Check Palindrome String Creation from Given N in Python

Suppose we have a number n. We have to check whether we can create an alphabetical lowercase string from that number and check whether the string is palindrome or not. Here we will take only characters from a to j, [a = 0, b = 1... j = 9]. So if the number is 42 the substring "ec" will be printed till 6 (4+2) characters "ececec" then check this is palindrome or not.

So, if the input is like n = 43, then the output will be True the string is "ededede" and this is palindrome.

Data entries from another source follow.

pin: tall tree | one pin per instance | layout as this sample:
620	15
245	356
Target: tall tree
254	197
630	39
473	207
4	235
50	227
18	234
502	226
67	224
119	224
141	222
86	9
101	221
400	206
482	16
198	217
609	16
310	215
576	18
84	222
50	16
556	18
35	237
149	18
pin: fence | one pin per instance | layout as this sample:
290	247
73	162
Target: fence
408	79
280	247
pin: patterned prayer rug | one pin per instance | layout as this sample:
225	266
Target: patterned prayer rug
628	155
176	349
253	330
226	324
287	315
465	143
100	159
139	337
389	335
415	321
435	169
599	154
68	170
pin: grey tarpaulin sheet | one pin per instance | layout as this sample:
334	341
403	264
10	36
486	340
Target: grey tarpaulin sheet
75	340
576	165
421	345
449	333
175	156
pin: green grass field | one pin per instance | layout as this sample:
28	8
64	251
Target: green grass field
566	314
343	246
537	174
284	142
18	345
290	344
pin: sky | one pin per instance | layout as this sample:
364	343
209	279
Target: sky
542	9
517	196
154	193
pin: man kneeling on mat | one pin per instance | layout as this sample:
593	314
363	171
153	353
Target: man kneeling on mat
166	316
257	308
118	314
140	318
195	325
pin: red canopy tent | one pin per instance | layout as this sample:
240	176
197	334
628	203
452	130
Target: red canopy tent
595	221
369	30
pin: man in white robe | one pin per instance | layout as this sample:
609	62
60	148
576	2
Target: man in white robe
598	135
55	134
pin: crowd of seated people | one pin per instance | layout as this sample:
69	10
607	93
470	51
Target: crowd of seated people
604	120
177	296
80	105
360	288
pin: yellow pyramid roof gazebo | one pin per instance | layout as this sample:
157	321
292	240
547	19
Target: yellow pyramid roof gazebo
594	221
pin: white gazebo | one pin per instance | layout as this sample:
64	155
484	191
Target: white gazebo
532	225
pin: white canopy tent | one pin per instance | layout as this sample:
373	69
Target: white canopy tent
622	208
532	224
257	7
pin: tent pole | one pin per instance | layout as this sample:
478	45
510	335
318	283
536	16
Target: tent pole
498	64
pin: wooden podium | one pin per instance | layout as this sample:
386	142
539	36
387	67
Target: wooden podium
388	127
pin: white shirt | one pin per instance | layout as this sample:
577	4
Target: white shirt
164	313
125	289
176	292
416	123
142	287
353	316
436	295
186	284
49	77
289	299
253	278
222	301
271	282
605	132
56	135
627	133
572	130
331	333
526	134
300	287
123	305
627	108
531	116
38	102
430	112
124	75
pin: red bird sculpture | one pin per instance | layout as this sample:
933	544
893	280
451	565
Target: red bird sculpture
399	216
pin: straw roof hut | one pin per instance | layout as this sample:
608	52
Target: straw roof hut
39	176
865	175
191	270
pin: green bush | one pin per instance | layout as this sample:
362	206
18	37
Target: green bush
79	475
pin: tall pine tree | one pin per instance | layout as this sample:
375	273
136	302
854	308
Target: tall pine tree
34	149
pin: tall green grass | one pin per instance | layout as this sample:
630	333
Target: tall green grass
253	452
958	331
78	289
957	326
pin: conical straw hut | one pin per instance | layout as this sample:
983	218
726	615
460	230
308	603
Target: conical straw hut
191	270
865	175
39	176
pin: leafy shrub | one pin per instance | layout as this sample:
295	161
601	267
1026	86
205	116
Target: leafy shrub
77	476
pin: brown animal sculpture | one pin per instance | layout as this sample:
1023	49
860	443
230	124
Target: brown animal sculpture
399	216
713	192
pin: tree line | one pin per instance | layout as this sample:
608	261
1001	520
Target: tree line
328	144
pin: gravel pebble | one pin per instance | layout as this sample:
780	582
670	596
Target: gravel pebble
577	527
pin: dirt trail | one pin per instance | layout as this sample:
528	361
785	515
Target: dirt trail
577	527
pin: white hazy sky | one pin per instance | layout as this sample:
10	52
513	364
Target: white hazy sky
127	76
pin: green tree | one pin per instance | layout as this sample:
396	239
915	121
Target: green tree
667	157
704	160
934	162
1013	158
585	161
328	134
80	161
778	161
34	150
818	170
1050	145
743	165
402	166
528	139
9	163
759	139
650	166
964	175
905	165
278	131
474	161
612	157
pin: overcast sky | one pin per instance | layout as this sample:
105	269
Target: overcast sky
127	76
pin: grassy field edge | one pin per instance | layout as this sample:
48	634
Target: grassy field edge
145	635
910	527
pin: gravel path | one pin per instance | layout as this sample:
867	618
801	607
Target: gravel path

To solve this, we will follow these steps −

• temp := blank string
• s := n as string
• letters := all characters from a to j
• sum := 0
• substr := blank string
• for i in range 0 to size of s - 1, do
  • d := s[i] as numeric digit
  • substr := substr concatenate letters[d]
  • sum := sum + d
• while size of temp <= sum, do
  • temp := temp concatenate substr
• temp := temp[from index 0 to sum - 1]
• return true when temp is palindrome, otherwise false

Example

Let us see the following implementation to get better understanding −

 Live Demo

def isPalindrome(s):
   return s == s[::-1]
def solve(n):
   temp = ""
   s = str(n)
   letters = "abcdefghij"
   sum = 0
   substr = ""
   for i in range(len(s)) :
      d = int(s[i])
      substr += letters[d]
      sum += d
   while len(temp) <= sum:
      temp += substr
   temp = temp[:sum]
   return isPalindrome(temp)
n = 43
print (solve(n))

Input

43

Output

True